Saturday, October 23, 2010

Our partners in government


If anything can be taken to define the "European" experience, it is this amazing confrontation over the rubbish of Naples. Over this one issue, we have Italian Prime Minister Silvio Berlusconi vowing to put a stop to an ongoing dispute over whether to build another dump in a national park near Naples, after violent clashes between police and protesters.

As the rubbish piles up in Italy's third-largest city, Naples, and at least 20 police offers were injured in violent clashes with protestors. Thus is Berlusconi forced to say: "We expect that within 10 days, the situation in Terzigno can return to normal." And this at a news conference in Rome after an emergency meeting - about rubbish?  He needs an emergency meeting about rubbish?

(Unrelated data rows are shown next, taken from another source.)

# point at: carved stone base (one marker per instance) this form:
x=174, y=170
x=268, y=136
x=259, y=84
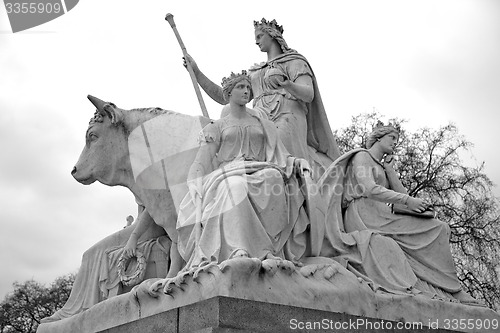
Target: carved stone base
x=239, y=295
x=228, y=315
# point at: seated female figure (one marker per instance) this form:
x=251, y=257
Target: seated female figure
x=398, y=253
x=239, y=201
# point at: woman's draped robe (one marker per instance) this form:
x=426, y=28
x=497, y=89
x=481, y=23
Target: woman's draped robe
x=251, y=201
x=397, y=253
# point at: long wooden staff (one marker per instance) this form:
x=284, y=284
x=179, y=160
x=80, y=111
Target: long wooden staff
x=170, y=19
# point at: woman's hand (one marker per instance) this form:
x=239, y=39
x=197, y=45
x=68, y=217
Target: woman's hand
x=195, y=187
x=189, y=60
x=417, y=205
x=389, y=162
x=278, y=81
x=302, y=166
x=129, y=250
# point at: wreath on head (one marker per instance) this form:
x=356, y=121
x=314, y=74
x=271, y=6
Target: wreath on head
x=135, y=277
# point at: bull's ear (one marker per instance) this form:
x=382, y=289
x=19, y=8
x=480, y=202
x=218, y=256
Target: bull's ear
x=114, y=113
x=107, y=109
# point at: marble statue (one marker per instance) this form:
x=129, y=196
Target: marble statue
x=286, y=91
x=244, y=193
x=396, y=253
x=258, y=205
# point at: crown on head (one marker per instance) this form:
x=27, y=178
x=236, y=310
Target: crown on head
x=227, y=81
x=268, y=24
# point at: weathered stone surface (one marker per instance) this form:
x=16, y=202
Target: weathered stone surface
x=262, y=299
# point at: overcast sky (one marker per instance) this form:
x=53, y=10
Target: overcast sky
x=429, y=61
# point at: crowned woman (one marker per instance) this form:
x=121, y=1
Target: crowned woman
x=286, y=92
x=398, y=253
x=243, y=198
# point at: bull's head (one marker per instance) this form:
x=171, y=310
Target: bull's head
x=105, y=155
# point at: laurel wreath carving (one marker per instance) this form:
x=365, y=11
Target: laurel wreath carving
x=135, y=277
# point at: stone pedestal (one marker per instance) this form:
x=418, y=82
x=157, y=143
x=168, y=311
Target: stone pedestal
x=240, y=296
x=228, y=315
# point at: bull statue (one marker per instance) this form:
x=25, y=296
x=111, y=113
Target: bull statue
x=132, y=148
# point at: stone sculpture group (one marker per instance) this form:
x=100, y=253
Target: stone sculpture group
x=264, y=185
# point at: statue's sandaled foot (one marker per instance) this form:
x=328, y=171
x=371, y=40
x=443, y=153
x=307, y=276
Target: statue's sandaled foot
x=467, y=299
x=271, y=264
x=205, y=268
x=328, y=270
x=167, y=284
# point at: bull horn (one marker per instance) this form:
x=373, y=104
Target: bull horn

What has triggered this is the government's plans to build a new dump in Terzigno, which is located 20 kilometers (12 miles) southeast of Naples in Vesuvius National Park. This has for years met with fierce opposition by locals, who have repeatedly blocked access to the existing waste disposal site there. Then, on Thursday, police confronted around 2,000 demonstrators, who threw stones, marbles and firecrackers and used tree trunks to block access to the dump.

Berlusconi also announced he would release €14 million ($20 million) to modernize the existing facility, which the protesters say is overflowing and causing health problems.

The bigger problem, however, is that the site is overflowing with Camorra, the Naples version of the Mafia, who have taken control of waste management in the region. And while the current report refers to the crisis being a major issue for the Italian government for several years, with Berlusconi declaring a national disaster in 2008 – which is when we picked it up, also charting EU involvement - the problem goes back over 14 years. And still the Italians can't sort it out.

Despite this, as we noted in 2008, Italy is a member of the EU. It is charged with running the government of Europe, through the European Council and other institutions, alongside our own government. Yet you have a government which can't even sort out its own rubbish problems, and it is telling us, the British people, how to run our affairs.

In a way though, the experience is a more than adequate symbol of Europe – an expensive pile of festering rubbish, mired in corruption, surrounded by inept and impotent politicians, which is managing to piss of the local population so much that they are driven to rioting. We should be so proud to belong to such an exclusive club - and hope to share in the end game some time soon.